Elle voyait aussi des arbres loin à l’est, le long d’un fleuve dont elle discernait les reflets argentés — la Tamise ? la Cherwell ? — et des bosquets pointillaient la campagne. Selon le Grand Livre, en 1096, plus de 15 % des terres avaient été boisées. Les Probabilités estimaient que le défrichage avait ensuite réduit ce pourcentage. Les statisticiens du XXIe siècle et les recenseurs du XIe étaient en deçà de la réalité. Il y avait des arbres partout.

Mais pas le moindre village. Elle aurait pourtant dû apercevoir entre les branches dénudées par l’hiver des églises et des manoirs.

Il devait cependant y avoir des habitations. Elle avait sous les yeux les champs longs et étroits caractéristiques du Moyen Âge et un pâturage où paissaient des moutons. Loin à l’est, une tache grise devait être Oxford. Elle ferma les paupières à demi et discerna ses murailles et la silhouette trapue de la tour Carfax, mais pas les clochers de St. Frideswide ou d’Osney dans la clarté crépusculaire.

Le ciel bleu lavande virait au rose sur l’horizon ouest.

Kivrin se signa et joignit les mains, pour feindre de prier.

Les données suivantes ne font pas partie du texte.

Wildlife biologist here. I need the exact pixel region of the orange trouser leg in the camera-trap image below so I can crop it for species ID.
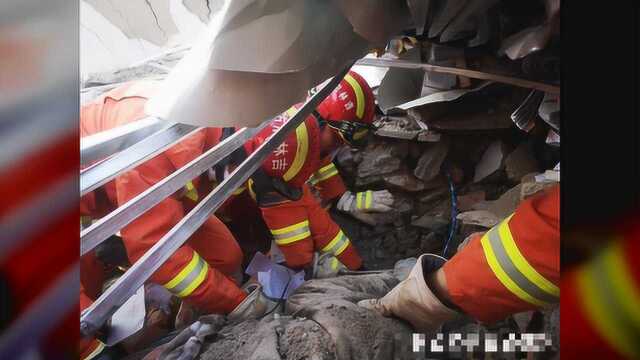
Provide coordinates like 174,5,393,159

— Éh bien, monsieur Dunworthy, me voici à destination. Je pense être dans le secteur prévu, mais à environ cinq cents mètres au sud de la route Oxford-Bath, sur un chemin secondaire. Je vois Oxford à une dizaine de milles.

Elle donna une estimation de la saison et de l’heure puis décrivit ce qui l’entourait. Finalement, elle s’interrompit et enfouit son visage entre ses mains. Elle était censée préciser ses intentions mais hésitait encore. Il y avait probablement une douzaine de hameaux dans cette plaine et elle n’en voyait aucun, seulement des champs cultivés et ce chemin.

Un chemin qui descendait la colline pour disparaître dans un épais bosquet. Et, un demi-mille plus loin, la grand-route où le transmetteur aurait dû la déposer. Plus large et moins accidentée mais tout aussi déserte, pour autant qu’elle pouvait en juger.

Loin sur la gauche, à mi-chemin d’Oxford, elle remarqua un mouvement. Des vaches se dirigeaient vers des arbres qui dissimulaient sans doute des habitations. Mais ce n’était pas le village que Mlle Montoya lui avait demandé de visiter, car il se situait au sud de la route.

À condition qu’elle ne fût pas en un tout autre endroit. Elle avait reconnu Oxford et la Tamise qui s’incurvait vers une nappe de brouillard brunâtre. Londres, sans doute. Ce qui ne lui indiquait pas dans quelle direction se trouvait Skendgate. Et le temps pressait.

La nuit tomberait dans moins d’une demi-heure. Des lumières la guideraient peut-être, mais elle ne pouvait rester ici plus longtemps. Le ciel virait au pourpre et le froid devenait plus mordant. Le vent se levait. Elle ne désirait pas passer une nuit de décembre à errer dans les bois, avec pour toute compagnie une migraine atroce et des meutes de loups, mais elle ne voulait pas non plus attendre un voyageur hypothétique.